Rodney was as enthralled with the twins as Tanya. "We were beginning to think we weren't ever going to have a child," he said to Wolf in private. "It was sort of strange how it came about. My wife got all upset because I accidentally broke the last two bottles of that special health tonic Mrs. Volek makes up for her and what happened?" He winked at Wolf. "We wound up with twins."

Rodney was no fool, Wolf thought. Had he deliberately broken the bottles, suspecting a connection between the tonic and a barren wife?

As the new year passed from January to February and then March, Wolf told himself he should be planning his Russian trip. But he enjoyed his son's company so much he found it hard to leave. Then Ivan and Arno took advantage of Wolf's presence at the house to both stay in San Francisco for the month of April, explaining that they were looking into making an investment in the new automobile industry and wanted to be sure it wasn't too much of a risk.

From the way all the boys, Leo and Quincy as well as Hawk, followed him around, it was clear to Wolf that they needed a father.

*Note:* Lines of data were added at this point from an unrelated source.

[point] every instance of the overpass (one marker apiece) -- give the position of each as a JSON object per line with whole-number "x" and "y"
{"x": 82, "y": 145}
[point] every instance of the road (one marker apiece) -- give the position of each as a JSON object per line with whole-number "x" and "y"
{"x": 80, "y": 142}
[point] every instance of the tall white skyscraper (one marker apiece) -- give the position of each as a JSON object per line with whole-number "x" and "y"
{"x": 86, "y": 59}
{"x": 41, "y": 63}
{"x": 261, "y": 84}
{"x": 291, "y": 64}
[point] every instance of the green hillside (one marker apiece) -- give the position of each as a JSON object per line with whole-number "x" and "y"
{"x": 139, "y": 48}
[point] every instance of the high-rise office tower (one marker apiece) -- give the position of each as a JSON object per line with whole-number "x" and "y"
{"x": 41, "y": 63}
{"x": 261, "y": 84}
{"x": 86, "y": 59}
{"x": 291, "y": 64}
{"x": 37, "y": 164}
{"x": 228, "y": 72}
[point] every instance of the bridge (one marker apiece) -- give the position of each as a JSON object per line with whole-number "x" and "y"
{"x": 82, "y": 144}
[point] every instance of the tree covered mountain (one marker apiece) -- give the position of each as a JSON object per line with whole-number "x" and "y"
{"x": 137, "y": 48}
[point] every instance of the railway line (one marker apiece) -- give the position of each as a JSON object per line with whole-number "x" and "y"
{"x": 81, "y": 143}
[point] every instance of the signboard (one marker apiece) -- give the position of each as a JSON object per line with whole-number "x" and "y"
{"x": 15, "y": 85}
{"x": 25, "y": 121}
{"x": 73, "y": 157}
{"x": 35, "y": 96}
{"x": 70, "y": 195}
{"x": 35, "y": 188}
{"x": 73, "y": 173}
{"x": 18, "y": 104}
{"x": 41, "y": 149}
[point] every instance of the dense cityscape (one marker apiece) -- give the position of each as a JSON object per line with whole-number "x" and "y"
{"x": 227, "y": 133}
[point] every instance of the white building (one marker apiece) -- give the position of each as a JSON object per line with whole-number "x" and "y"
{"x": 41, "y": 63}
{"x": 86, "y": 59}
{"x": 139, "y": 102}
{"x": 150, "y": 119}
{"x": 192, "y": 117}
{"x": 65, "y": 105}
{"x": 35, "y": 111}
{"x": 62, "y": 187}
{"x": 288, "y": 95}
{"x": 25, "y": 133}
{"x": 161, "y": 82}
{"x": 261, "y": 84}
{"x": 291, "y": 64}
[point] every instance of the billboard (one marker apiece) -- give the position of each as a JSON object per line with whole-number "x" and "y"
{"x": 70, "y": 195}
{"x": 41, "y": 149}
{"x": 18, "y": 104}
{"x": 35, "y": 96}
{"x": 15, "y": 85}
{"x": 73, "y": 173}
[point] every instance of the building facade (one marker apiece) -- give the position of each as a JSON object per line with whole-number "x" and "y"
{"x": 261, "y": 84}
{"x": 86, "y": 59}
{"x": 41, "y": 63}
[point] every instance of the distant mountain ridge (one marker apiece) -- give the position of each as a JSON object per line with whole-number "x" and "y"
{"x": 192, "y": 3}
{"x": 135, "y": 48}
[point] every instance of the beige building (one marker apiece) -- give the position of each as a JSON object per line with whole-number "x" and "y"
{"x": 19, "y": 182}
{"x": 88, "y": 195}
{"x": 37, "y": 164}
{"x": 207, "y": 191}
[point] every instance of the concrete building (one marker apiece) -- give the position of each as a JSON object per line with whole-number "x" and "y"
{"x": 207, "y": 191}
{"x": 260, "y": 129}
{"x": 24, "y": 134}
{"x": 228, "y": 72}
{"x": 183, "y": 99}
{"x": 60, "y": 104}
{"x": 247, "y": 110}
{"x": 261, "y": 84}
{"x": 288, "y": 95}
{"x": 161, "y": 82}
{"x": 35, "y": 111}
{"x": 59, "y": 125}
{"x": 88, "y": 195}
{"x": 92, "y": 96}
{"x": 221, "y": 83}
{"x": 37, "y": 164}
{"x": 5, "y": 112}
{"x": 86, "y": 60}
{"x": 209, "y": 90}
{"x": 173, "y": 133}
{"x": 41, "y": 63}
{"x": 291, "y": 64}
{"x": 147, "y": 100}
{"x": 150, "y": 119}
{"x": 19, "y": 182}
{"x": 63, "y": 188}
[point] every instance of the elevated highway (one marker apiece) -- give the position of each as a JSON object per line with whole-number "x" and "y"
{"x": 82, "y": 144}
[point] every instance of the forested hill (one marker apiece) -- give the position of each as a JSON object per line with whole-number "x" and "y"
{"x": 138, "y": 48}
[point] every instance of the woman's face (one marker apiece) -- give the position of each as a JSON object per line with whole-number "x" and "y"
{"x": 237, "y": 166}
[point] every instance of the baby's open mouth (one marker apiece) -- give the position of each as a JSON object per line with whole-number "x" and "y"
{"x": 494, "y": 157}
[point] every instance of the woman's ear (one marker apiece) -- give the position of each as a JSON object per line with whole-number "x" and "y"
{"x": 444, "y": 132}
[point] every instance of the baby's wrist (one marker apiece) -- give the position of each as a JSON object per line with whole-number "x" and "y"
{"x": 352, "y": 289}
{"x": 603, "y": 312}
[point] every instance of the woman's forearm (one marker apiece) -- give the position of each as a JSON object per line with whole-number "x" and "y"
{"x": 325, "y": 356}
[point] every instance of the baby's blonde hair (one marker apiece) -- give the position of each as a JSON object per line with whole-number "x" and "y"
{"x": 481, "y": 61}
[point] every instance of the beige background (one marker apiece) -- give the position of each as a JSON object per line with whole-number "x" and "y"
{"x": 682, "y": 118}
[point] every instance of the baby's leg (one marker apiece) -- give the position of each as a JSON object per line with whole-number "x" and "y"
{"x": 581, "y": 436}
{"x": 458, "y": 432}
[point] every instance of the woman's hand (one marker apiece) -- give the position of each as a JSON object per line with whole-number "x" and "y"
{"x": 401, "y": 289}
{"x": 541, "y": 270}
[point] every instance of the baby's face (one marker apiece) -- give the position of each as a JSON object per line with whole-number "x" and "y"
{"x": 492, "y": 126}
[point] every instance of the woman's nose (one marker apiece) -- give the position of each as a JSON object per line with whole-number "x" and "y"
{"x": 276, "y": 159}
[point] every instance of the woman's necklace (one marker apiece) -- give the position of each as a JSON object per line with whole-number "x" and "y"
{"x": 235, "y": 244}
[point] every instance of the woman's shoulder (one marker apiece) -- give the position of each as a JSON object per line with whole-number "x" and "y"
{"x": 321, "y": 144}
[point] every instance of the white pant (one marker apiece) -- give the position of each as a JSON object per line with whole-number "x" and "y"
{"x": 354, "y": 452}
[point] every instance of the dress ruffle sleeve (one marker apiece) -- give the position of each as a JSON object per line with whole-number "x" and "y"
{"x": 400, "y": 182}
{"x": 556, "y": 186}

He tried to do his best. Even with Melanie.

She was a very pretty little girl with brown curly hair and brown eyes. But she held aloof from everyone as though sensing their doubts about her. Wolf felt sorry for her and agreed with Liisi--the child should never have been born.

If only they knew more about stalkers. Was it a trait that emerged at puberty, like shifting? Or were stalkers formed in the womb and born already able to sense shifters? Would a stalker raised with a potential shifter like Quincy try to kill him after his first shifting?

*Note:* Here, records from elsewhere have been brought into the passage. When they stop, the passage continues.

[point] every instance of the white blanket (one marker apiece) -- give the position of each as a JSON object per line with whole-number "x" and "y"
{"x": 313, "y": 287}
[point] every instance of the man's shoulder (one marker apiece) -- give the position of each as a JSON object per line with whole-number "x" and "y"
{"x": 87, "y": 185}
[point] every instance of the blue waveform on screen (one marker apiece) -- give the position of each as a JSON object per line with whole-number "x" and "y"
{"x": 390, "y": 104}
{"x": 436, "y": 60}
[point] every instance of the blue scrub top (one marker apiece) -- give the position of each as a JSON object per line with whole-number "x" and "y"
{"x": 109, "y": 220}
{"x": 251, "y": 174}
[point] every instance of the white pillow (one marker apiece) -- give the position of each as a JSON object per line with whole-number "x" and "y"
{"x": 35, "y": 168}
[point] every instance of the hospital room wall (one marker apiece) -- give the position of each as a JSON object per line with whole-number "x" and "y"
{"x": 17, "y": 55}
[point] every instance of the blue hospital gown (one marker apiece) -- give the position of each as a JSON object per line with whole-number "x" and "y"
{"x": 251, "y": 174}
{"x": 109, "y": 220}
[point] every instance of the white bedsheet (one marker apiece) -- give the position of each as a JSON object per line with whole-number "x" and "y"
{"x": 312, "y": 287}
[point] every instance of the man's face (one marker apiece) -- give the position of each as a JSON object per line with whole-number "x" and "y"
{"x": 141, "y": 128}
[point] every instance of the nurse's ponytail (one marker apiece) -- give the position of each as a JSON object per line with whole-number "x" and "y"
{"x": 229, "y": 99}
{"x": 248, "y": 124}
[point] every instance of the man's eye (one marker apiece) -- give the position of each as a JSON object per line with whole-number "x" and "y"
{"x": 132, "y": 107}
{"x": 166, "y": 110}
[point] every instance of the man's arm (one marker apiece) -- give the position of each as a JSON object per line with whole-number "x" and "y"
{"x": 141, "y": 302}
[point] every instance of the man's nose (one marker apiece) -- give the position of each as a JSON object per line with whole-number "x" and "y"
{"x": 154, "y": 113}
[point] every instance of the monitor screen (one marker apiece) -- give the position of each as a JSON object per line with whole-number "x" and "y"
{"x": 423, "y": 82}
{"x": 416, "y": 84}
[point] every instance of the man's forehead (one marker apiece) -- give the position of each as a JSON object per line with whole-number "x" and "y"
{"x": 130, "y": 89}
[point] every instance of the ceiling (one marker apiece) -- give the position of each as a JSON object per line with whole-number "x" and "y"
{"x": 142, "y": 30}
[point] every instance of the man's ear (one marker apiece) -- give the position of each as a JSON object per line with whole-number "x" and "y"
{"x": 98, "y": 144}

It could be the stalker trait didn't necessarily manifest itself in each child and little Melanie was absolutely normal. But he felt certain she could pass the trait on so, one way or another, Melanie posed a danger to the clan.

On the other hand, Melanie's birth into the family was a chance to learn more about stalkers.

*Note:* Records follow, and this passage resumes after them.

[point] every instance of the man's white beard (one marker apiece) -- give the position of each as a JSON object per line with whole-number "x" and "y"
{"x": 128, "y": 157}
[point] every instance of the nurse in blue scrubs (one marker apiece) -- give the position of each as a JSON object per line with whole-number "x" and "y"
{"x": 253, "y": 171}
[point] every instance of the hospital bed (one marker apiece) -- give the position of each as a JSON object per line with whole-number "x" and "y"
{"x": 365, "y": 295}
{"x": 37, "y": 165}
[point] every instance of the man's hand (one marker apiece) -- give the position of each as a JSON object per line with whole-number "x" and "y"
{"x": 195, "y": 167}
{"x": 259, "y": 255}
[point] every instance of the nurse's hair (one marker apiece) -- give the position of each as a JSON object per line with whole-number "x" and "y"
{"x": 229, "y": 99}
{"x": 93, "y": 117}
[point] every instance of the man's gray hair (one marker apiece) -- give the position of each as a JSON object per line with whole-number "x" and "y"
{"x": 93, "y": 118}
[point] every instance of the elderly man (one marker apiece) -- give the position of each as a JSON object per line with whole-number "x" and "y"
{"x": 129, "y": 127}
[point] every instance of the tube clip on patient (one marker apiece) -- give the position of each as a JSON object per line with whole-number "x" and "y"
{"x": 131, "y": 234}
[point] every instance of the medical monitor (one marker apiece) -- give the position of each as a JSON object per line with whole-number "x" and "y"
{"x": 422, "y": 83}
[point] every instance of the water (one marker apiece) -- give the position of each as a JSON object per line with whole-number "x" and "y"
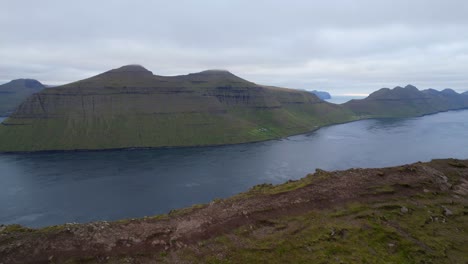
{"x": 53, "y": 188}
{"x": 340, "y": 99}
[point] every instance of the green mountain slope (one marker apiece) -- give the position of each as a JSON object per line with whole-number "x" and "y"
{"x": 414, "y": 213}
{"x": 15, "y": 92}
{"x": 130, "y": 107}
{"x": 406, "y": 102}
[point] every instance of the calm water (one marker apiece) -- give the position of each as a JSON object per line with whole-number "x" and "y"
{"x": 53, "y": 188}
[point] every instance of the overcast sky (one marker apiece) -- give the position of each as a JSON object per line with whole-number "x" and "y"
{"x": 345, "y": 47}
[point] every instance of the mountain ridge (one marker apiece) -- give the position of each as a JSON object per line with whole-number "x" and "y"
{"x": 406, "y": 102}
{"x": 15, "y": 92}
{"x": 412, "y": 213}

Liisi's continuing worry about the McQuade twins disturbed Wolf and he visited Tanya often, hoping to ease Liisi's mind by his reports on the normal development of the little girls. He taught his son and grandsons how to shoot with a bow and arrows as well as with a gun. With him remaining at home, Arno and Ivan were able to spend more time together in San Francisco. He knew he contributed to the welfare of the household.

Though glad to do his part, his continuing need to discover what his purpose in life was kept him restless. He finally decided the answer might lie in Russia, in the forests of the Volek ancestors. Hadn't Grandfather urged him to go there?

By the time he made up his mind to set sail for Russia it was February of 1904. Before he could announce his plans, the conflict between Japan and Russia over trade in Korea and Manchuria blossomed into a full-scale war between the two countries. Wolf postponed the journey.

In the early spring he planned a camping trip into the foothills with the three boys. The night before they were to leave, he was downstairs making last minute preparations before going to bed when the phone rang. After midnight--who'd be calling? He hurried to the special cubicle constructed to hold the instrument and lifted the receiver. "Volek House, Wolf," he said.

"Get over here as fast as you can!" Rodney McQuade shouted frantically. "Bring Druse." He broke the connection.